Literary parallels from classical sources this. In Plato’s Republic, eimi describes as the “being” of forms in a non-metaphroical sense, emphasizing substantial reality. Similarly in Aristotle’s Categories, the copula links substance to predicates without implying mere representation. Applied to the eucharistic words, the absence of particles like hos (“as”) or eikon (“image”) common in symbolic language suggests a declarative act of institution, not analogy.
Protestant Scholar J. Jeremias in The Eucharistic Words of Jesus (SCM PRESS 1966) notes that the Aramaic substratum (hu’ guphi) underlying the greek implies a semitic identificatory forumla, akin to Passover haggadah where symbols become realities in ritual reenactment.
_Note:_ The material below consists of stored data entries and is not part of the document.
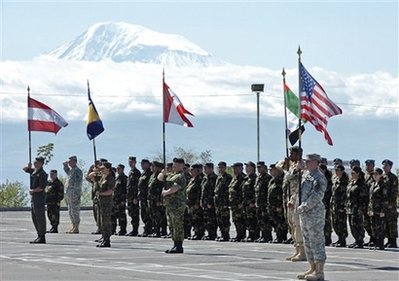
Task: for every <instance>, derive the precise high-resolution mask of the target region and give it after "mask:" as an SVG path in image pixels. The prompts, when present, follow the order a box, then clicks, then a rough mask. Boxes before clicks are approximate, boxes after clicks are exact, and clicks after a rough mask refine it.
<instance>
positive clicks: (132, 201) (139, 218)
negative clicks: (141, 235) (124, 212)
mask: <svg viewBox="0 0 399 281" xmlns="http://www.w3.org/2000/svg"><path fill="white" fill-rule="evenodd" d="M127 212H128V214H129V216H130V218H131V224H132V226H133V229H138V228H139V224H140V205H139V203H138V201H137V203H134V202H133V199H128V200H127Z"/></svg>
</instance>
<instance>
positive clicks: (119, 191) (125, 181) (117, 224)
mask: <svg viewBox="0 0 399 281" xmlns="http://www.w3.org/2000/svg"><path fill="white" fill-rule="evenodd" d="M124 170H125V165H123V164H119V165H118V166H117V167H116V172H117V176H116V179H115V188H114V195H113V201H114V206H113V208H112V230H113V231H112V233H116V226H117V225H118V223H119V227H120V230H119V232H118V233H117V235H125V234H126V225H127V221H126V185H127V176H126V175H125V173H124Z"/></svg>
This supports an Orthodox reading where the words effect a metabole (change), as in John Damascene’s Exact Exposition of the Orthodox Faith (4.13). - The Verb “Trōgein” in John 6:51–58:
My main argument was that:
John shifts from the common verb phagein “to eat” used in vv.49-53 for general consumption to trōgein “to gnaw, chew, munch” in vv 54. 56-58.
This is no mere stylistic variant; trōgein carries visceral literal connontations in classical Greek literature. In Homer’s lliad (24.642), it describes animals gnawing bones, emphasizing raw, physical mastication. The Liddell-Scott-Jones Greek-English lexicon (9th ed, Oxford, 1940) defines trōgō as “gnaw, nibble, munch” primarily for literal eating, especially of raw or tough substance substnces and notes its rarity in metaphorical contexts before the Hellenistic period. In Aristophanes’ Frogs it humorously depicts crunching food, underscoring corporeality.
In Johannine context, this escalation intensifes the scandalm where disciples murmur and depart, implying a literal deamnd unacceptable to symbolic hearers.
The Catholic exegete Raymond Brown the The Gospel According to John (I-XII) argues that trōgein’s graphic nature precludes metaphor, aligning with John’s incarnational theology. Orthodox Theologian Alexander Schmemann echoes this in The Eucharist: Sacrament of the Kingdom, viewing it as eucharisitc foreshadowing where “eating” effects deification, not mere remembrance.